Since it's probably a hardware fault, I'd look at some hardware diagnostics.
If you have a hardware RAID controller, I'd find out if you can read its log (if 3Ware, use tw_cli). And, whether you have hardware or software RAID, you can look at the SMART parameters of the disks (if the disks are connected to a RAID controller, you may need special commands to access them. See the smartctl
manpage).
If you do:
smartctl -a /dev/sdX
I always primarily look at:
- Reallocated sector count. Is especially bad when its increasing over time. And, I don't fully trust a disk that has any reallocated sectors.
- Look at the SMART error log. It's tricky to read at first, but the primary thing is to see if there are events, and at what time (expressed in disk age in hours) they occurred. You can see the current disk age as one of the SMART parameters. If it's recent, it may be related.

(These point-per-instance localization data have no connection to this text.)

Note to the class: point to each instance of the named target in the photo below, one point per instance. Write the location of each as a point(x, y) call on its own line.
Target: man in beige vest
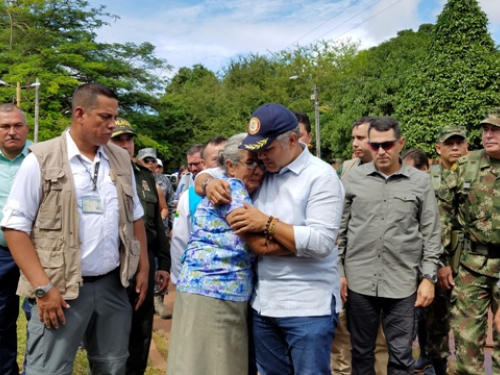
point(341, 347)
point(73, 223)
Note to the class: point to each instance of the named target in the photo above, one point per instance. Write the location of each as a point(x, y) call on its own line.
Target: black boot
point(440, 366)
point(422, 364)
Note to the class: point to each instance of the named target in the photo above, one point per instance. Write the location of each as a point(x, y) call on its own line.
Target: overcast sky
point(211, 32)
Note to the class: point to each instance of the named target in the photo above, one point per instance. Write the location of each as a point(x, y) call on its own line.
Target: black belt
point(91, 279)
point(490, 251)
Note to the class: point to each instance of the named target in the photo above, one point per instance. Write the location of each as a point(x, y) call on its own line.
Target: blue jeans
point(9, 310)
point(297, 345)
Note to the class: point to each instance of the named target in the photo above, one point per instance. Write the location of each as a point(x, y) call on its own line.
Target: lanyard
point(93, 177)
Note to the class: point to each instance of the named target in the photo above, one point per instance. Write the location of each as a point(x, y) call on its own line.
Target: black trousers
point(399, 324)
point(9, 310)
point(142, 324)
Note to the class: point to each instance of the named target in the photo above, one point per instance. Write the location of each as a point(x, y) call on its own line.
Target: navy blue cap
point(267, 123)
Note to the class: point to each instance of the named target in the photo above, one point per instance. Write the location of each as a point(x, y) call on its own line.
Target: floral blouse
point(217, 263)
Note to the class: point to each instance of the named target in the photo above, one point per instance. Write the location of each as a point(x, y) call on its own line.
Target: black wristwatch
point(204, 185)
point(41, 291)
point(431, 278)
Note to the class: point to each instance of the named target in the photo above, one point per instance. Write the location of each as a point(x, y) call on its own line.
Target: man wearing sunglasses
point(390, 227)
point(341, 347)
point(470, 205)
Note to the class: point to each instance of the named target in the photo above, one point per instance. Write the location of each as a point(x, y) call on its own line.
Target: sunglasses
point(375, 146)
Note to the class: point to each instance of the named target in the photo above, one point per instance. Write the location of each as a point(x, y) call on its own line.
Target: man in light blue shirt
point(13, 150)
point(296, 299)
point(195, 165)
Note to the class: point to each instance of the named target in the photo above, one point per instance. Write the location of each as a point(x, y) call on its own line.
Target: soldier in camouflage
point(451, 145)
point(469, 203)
point(158, 249)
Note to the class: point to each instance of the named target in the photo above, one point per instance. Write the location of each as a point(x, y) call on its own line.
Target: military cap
point(267, 123)
point(147, 152)
point(492, 117)
point(123, 127)
point(447, 132)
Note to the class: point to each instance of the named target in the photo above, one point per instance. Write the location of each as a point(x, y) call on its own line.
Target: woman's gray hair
point(231, 151)
point(283, 138)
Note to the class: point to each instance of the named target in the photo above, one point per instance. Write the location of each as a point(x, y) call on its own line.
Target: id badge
point(92, 205)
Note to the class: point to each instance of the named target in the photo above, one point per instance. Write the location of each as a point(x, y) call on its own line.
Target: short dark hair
point(303, 118)
point(214, 141)
point(194, 149)
point(386, 123)
point(364, 120)
point(420, 160)
point(9, 107)
point(85, 95)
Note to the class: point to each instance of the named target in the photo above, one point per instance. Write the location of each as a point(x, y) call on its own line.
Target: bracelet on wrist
point(204, 185)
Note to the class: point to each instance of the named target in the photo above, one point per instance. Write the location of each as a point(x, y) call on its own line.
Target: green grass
point(81, 364)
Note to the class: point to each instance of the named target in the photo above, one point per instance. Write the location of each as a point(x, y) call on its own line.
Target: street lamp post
point(36, 85)
point(314, 98)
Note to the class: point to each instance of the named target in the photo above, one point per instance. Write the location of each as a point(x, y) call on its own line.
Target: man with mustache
point(73, 223)
point(13, 150)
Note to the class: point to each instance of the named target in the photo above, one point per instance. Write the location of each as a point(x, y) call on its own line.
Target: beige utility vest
point(55, 232)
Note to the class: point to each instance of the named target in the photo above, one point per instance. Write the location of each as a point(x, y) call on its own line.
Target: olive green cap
point(492, 117)
point(451, 131)
point(123, 127)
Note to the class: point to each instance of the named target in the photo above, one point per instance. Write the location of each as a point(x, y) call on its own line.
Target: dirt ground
point(159, 362)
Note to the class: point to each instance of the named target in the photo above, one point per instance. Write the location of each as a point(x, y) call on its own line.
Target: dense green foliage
point(459, 77)
point(442, 74)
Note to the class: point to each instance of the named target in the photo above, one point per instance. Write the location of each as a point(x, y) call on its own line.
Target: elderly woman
point(209, 330)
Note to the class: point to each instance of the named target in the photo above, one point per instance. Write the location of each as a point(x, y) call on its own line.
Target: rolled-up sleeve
point(22, 205)
point(323, 213)
point(430, 229)
point(138, 210)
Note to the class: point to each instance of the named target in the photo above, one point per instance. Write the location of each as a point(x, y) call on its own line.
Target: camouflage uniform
point(437, 314)
point(476, 213)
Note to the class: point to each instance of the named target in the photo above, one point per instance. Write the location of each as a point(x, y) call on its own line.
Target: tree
point(457, 80)
point(370, 85)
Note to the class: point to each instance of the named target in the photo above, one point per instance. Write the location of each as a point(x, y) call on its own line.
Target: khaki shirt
point(389, 228)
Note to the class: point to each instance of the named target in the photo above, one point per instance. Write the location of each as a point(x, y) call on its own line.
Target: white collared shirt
point(308, 195)
point(98, 232)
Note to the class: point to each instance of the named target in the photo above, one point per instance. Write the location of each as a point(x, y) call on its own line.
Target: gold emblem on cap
point(253, 126)
point(258, 145)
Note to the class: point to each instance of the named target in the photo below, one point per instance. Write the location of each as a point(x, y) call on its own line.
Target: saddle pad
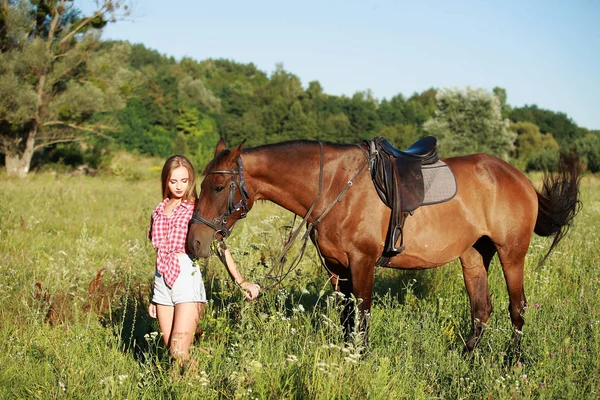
point(440, 183)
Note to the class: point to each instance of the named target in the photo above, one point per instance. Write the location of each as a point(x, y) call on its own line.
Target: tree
point(530, 139)
point(54, 77)
point(564, 130)
point(470, 121)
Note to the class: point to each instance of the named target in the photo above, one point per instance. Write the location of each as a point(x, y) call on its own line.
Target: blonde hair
point(171, 164)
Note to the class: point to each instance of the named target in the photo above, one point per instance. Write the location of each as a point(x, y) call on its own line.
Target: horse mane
point(293, 144)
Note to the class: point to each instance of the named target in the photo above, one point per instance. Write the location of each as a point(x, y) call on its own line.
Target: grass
point(70, 333)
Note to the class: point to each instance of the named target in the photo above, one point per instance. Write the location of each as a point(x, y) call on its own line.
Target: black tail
point(559, 201)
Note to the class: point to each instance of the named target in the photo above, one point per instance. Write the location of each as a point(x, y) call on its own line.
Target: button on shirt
point(168, 234)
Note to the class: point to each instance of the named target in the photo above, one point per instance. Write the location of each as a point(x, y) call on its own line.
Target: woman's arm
point(250, 289)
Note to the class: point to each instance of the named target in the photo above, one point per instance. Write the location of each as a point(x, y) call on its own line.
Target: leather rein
point(219, 224)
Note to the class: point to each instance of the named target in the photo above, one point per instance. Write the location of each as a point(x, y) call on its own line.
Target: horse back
point(493, 199)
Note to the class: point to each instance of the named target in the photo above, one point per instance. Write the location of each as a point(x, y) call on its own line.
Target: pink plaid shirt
point(168, 236)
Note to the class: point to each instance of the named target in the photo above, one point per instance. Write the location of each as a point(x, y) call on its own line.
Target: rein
point(219, 224)
point(310, 227)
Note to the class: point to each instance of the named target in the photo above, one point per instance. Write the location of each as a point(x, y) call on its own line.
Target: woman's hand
point(250, 290)
point(152, 310)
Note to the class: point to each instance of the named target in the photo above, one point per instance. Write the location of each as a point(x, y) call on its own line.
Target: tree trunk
point(19, 164)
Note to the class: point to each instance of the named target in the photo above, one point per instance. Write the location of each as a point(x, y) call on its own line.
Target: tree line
point(68, 97)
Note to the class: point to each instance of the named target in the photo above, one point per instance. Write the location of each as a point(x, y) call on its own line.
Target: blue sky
point(542, 52)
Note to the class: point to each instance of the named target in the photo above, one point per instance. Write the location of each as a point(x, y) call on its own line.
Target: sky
point(543, 52)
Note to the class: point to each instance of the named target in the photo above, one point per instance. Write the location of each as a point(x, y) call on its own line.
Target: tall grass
point(66, 334)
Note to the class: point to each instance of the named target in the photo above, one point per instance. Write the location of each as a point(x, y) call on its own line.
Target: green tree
point(470, 121)
point(54, 77)
point(564, 130)
point(530, 139)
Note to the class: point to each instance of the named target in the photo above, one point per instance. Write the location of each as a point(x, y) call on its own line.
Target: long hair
point(559, 200)
point(172, 163)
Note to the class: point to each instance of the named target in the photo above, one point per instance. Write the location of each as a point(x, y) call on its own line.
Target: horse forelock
point(215, 161)
point(293, 145)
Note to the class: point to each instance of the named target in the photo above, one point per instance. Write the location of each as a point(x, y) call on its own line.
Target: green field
point(66, 335)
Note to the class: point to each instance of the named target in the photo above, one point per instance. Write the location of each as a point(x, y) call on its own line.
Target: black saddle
point(398, 179)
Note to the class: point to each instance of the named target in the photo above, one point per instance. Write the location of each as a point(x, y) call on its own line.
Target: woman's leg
point(185, 320)
point(165, 321)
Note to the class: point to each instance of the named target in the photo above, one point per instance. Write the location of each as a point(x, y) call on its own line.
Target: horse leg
point(475, 263)
point(513, 264)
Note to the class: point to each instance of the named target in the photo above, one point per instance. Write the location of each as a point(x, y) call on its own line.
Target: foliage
point(55, 80)
point(589, 148)
point(119, 95)
point(60, 231)
point(543, 160)
point(562, 128)
point(470, 121)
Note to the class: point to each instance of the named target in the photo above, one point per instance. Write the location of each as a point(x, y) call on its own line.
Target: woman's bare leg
point(165, 321)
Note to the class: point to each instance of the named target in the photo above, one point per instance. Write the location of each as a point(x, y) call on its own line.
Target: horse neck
point(286, 174)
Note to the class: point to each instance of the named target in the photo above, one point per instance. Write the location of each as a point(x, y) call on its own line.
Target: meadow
point(75, 277)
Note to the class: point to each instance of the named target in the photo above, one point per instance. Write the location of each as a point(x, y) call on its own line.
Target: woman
point(179, 295)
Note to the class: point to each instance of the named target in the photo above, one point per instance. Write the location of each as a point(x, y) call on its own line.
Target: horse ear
point(220, 146)
point(235, 153)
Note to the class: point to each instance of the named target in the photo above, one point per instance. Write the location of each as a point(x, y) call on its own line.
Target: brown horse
point(495, 210)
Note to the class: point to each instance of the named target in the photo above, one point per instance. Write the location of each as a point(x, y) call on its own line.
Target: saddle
point(398, 179)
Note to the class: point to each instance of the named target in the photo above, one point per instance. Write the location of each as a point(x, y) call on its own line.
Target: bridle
point(219, 224)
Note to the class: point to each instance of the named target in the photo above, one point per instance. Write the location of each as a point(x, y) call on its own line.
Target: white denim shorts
point(188, 287)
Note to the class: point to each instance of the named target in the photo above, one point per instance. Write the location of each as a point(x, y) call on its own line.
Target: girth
point(398, 179)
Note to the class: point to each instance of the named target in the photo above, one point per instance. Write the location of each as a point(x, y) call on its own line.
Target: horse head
point(223, 200)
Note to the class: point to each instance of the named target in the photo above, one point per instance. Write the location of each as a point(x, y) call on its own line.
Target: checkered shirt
point(168, 236)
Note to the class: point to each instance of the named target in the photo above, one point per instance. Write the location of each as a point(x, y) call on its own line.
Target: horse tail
point(558, 200)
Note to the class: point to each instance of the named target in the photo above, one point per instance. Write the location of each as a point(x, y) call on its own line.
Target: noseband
point(219, 224)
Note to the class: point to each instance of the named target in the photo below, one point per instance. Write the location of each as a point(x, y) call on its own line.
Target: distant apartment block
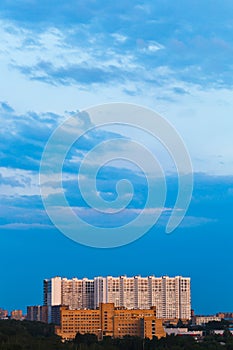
point(17, 315)
point(200, 320)
point(37, 313)
point(170, 295)
point(110, 321)
point(3, 314)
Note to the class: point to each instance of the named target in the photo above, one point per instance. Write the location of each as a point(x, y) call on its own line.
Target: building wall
point(37, 313)
point(110, 321)
point(170, 295)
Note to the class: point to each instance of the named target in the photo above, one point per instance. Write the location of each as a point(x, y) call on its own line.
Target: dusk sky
point(61, 57)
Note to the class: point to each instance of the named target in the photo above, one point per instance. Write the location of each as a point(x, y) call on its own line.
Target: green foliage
point(26, 335)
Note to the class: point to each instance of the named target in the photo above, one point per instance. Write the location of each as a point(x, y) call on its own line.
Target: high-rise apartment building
point(170, 295)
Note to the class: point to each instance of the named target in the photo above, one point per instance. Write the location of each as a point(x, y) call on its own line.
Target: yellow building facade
point(110, 321)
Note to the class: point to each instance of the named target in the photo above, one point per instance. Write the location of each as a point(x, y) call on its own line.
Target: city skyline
point(60, 59)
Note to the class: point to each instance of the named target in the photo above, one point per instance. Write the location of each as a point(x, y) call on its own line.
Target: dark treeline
point(26, 335)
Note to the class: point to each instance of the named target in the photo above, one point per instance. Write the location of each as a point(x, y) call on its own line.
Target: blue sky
point(59, 57)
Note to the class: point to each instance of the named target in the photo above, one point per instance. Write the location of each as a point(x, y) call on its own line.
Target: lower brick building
point(110, 321)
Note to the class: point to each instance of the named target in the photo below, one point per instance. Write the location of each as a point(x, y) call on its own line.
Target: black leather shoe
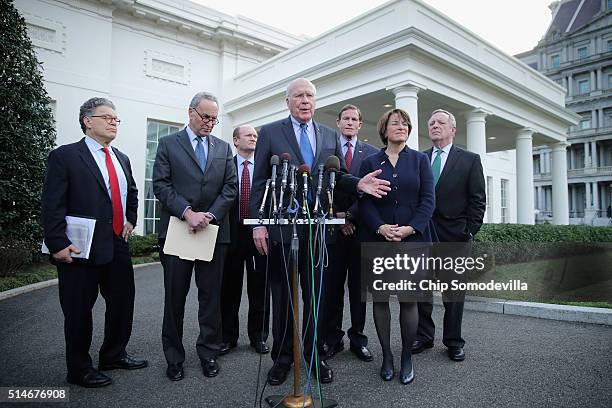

Also, keep an eye on dmesg and syslog to see if you have get errors over time. For example, disk errors often show up long before it's a fatal problem as ata exceptions. We have a central logging server (using rsyslog) that notifies me about ata exceptions. A quick example on how to set that up:
/etc/rsyslog.d/60-smtp.conf:
$ModLoad ommail
$ActionMailSMTPServer localhost
$ActionMailFrom noreply@example.com
/etc/rsyslog.d/70-mail-ata-errors:
$ActionMailTo you@yexample.com
$template mailSubjectATA,"ATA error on %hostname%"
$template mailBodyATA,"You have ATA errors. Mostly it's the disk and you get these errors before a possible mdraid setup kicks the drive.\r\nBEWARE: ata1.00 is first ata, first disk. Ata1.01 is first ata, second disk. Use the ata-to-device-names.sh script to identify devices.\r\n msg='%msg%'"
$ActionMailSubject mailSubjectATA
$ActionExecOnlyOnceEveryInterval 3600
:msg, regex, "ata.*exception" :ommail:;mailBodyATA
See here for the ata-to-devicenames script.
Another thing you can do is a memtest. Ubuntu installation DVDs/CDs have those in the boot menu, and I believe any Ubuntu server has one in its regular boot menu as well. Let is make one pass at least, more if possible.
Do you have ECC RAM BTW? ECC RAM is important for long term stability and data integrity.